The lesson I took away is to implement 50-minute intervals in my work as an actuarial analyst. That means for 50 minutes I can have my nose to the grindstone doing whatever I need to do, but then allow some time to stop and step back. These breaks allow me to recalibrate what remains to get done and identify if it’s time to move on to another task.
Takeaway 3: Connect with others on a more personal level
A salesperson’s greatest strength is to differentiate themselves from the hundreds of other salespeople calling every day. My sales coach had a knack of sounding like he was talking to an old friend even when speaking with a stranger. It was common for him to ask questions about how the other person was doing or what fun activity they might have planned for the upcoming weekend.
I learned the value of personal connections. They are so important, because connection—and appreciating the people around you—helps you do your job better, stay more engaged and enjoy the process more, too.
The simplest trick I learned to enhance connection with someone is to use their name.
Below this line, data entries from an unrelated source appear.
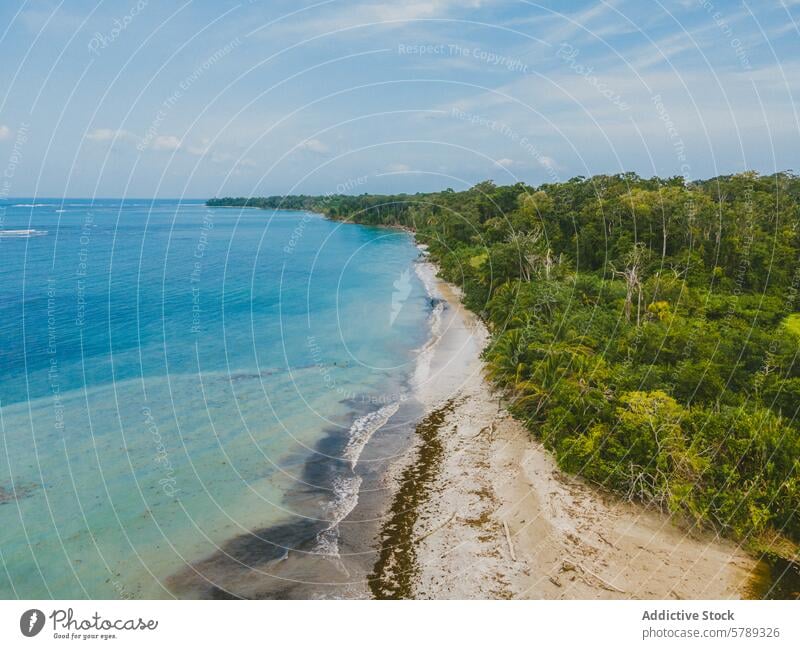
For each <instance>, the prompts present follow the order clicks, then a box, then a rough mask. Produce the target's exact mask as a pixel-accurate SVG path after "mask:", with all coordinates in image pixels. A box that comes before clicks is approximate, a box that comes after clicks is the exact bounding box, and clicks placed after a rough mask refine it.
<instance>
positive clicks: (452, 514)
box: [414, 512, 456, 543]
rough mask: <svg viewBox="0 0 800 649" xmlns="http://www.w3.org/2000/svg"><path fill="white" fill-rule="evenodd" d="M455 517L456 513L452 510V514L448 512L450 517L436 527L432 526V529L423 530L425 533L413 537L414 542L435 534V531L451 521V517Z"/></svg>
mask: <svg viewBox="0 0 800 649" xmlns="http://www.w3.org/2000/svg"><path fill="white" fill-rule="evenodd" d="M455 517H456V513H455V512H453V513H452V514H450V517H449V518H448V519H447V520H446V521H445V522H444V523H442V524H441V525H439V526H438V527H434V528H433V529H432V530H429V531H427V532H425V534H421V535H420V536H418V537H417V538H415V539H414V543H419V542H420V541H424V540H425V539H427V538H428V537H429V536H431V535H432V534H435V533H436V532H438V531H439V530H440V529H442V528H444V527H447V526H448V525H449V524H450V523H452V522H453V519H454V518H455Z"/></svg>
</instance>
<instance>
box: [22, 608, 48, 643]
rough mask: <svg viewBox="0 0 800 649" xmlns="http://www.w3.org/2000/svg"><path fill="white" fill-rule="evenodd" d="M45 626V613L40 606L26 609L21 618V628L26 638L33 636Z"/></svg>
mask: <svg viewBox="0 0 800 649" xmlns="http://www.w3.org/2000/svg"><path fill="white" fill-rule="evenodd" d="M43 627H44V613H42V612H41V611H40V610H39V609H38V608H32V609H30V610H28V611H25V612H24V613H23V614H22V617H20V618H19V630H20V631H22V635H24V636H25V637H26V638H32V637H33V636H35V635H36V634H37V633H39V631H41V630H42V628H43Z"/></svg>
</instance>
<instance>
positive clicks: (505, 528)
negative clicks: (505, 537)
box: [503, 520, 517, 561]
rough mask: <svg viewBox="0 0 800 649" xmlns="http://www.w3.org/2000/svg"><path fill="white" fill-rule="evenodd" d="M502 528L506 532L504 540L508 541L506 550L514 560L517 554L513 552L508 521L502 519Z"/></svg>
mask: <svg viewBox="0 0 800 649" xmlns="http://www.w3.org/2000/svg"><path fill="white" fill-rule="evenodd" d="M503 529H504V530H505V532H506V541H507V542H508V551H509V552H510V553H511V560H512V561H516V560H517V555H516V554H515V553H514V544H513V543H512V542H511V532H510V531H509V530H508V523H506V522H505V520H503Z"/></svg>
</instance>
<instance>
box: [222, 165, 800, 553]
mask: <svg viewBox="0 0 800 649" xmlns="http://www.w3.org/2000/svg"><path fill="white" fill-rule="evenodd" d="M210 204H216V205H249V206H253V207H272V208H274V207H281V208H284V209H308V210H315V211H320V212H323V213H325V214H327V215H328V216H330V217H332V218H336V219H347V220H353V221H357V222H360V223H367V224H376V225H377V224H381V225H400V226H405V227H408V228H411V229H413V230H415V231H416V233H417V238H418V239H419V241H420V242H422V243H426V244H428V246H429V250H430V254H431V255H432V257H433V258H434V259H435V260H436V261H437V262H438V263H439V265H440V267H441V270H442V274H443V276H444V277H445V278H446V279H448V280H450V281H452V282H455V283H457V284H459V285H461V286H462V287H463V289H464V292H465V299H466V302H467V305H468V306H469V307H470V308H472V309H473V310H475V311H476V312H478V313H480V314H481V315H482V317H483V318H484V319H485V321H486V322H487V324H488V326H489V327H490V330H491V332H492V342H491V344H490V346H489V347H488V348H487V350H486V352H485V357H486V361H487V368H488V372H489V375H490V377H491V379H492V380H493V381H494V382H495V383H496V384H497V385H498V386H499V387H500V388H501V389H502V390H503V391H504V392H505V393H506V394H507V396H508V398H509V403H510V408H511V410H512V411H513V412H514V413H515V414H516V415H517V416H519V417H520V418H521V419H522V420H524V421H525V422H526V423H527V424H528V426H529V427H530V429H531V431H533V433H534V434H535V435H537V436H538V437H539V438H541V439H542V440H543V441H544V443H545V444H546V445H547V446H548V447H549V448H550V449H552V451H553V452H554V453H555V455H556V457H557V459H558V461H559V463H560V465H561V466H563V467H564V468H566V469H568V470H570V471H573V472H575V473H580V474H581V475H583V476H585V477H586V478H588V479H590V480H593V481H595V482H597V483H600V484H602V485H605V486H607V487H609V488H611V489H614V490H615V491H617V492H619V493H621V494H623V495H625V496H627V497H629V498H631V499H636V500H638V501H643V502H646V503H648V504H651V505H654V506H657V507H659V508H661V509H662V510H664V511H670V512H673V513H675V514H678V515H681V516H683V517H685V518H686V519H687V520H688V521H690V522H692V523H694V524H697V525H700V526H703V527H712V528H714V529H717V530H719V531H721V532H723V533H726V534H728V535H732V536H734V537H737V538H740V539H746V540H747V541H748V542H749V543H750V544H751V546H752V547H757V548H761V549H771V550H772V551H775V552H777V553H780V554H782V555H784V556H787V555H794V554H795V553H796V551H797V545H796V544H797V543H798V542H800V518H799V517H798V507H800V475H799V472H800V424H799V423H798V419H797V415H798V407H800V363H798V358H797V356H798V350H799V349H800V348H799V347H798V343H799V342H800V324H799V323H800V316H796V315H793V314H794V313H795V312H796V311H798V310H800V307H799V305H798V287H800V265H798V260H799V259H800V179H798V178H797V177H795V176H794V175H792V174H788V173H782V174H775V175H772V176H766V177H762V176H759V175H757V174H755V173H747V174H741V175H736V176H728V177H719V178H714V179H712V180H708V181H704V182H695V183H686V182H684V180H683V179H682V178H670V179H659V178H652V179H643V178H639V177H638V176H636V175H635V174H622V175H617V176H596V177H593V178H589V179H584V178H575V179H572V180H570V181H569V182H565V183H560V184H546V185H542V186H540V187H538V188H532V187H529V186H526V185H524V184H522V183H519V184H517V185H513V186H508V187H497V186H495V185H494V184H493V183H491V182H488V181H487V182H483V183H480V184H478V185H476V186H475V187H473V188H471V189H469V190H468V191H464V192H454V191H452V190H446V191H443V192H439V193H435V194H416V195H398V196H370V195H361V196H345V195H334V196H325V197H308V196H292V197H271V198H267V199H220V200H218V201H215V202H213V203H210Z"/></svg>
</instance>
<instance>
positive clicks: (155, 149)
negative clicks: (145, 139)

This is even easier now with the virtual environment. In How to Win Friends and Influence People, Dale Carnegie writes, “…remember that a person’s name is, to that person, the sweetest and most important sound in any language.”
An excellent example of this came during my Pinnacle welcome lunch. An invitation was sent out to the entire office to come to “Alec’s Welcome Lunch.” Seeing my name on the invitation provided me an emotional connection – rather than simply reading “Welcome Lunch.” Remember, asking questions about someone’s life is always a bonus. But if you can’t think of any, just use their name. It’s a great place to start.
When I began my time telemarketing, I did not think my experience would add much to my career as an actuary. However, I learned that there are lessons and takeaways everywhere, all the time, if we remember to stay open to them.
Alec Panayotov is an actuarial analyst in Pinnacle’s Chicago office. He graduated with a bachelor’s degree in actuarial science from the University of Illinois at Urbana-Champaign in 2021. He has experience in pricing, reserving, and predictive analytics in actuarial consulting.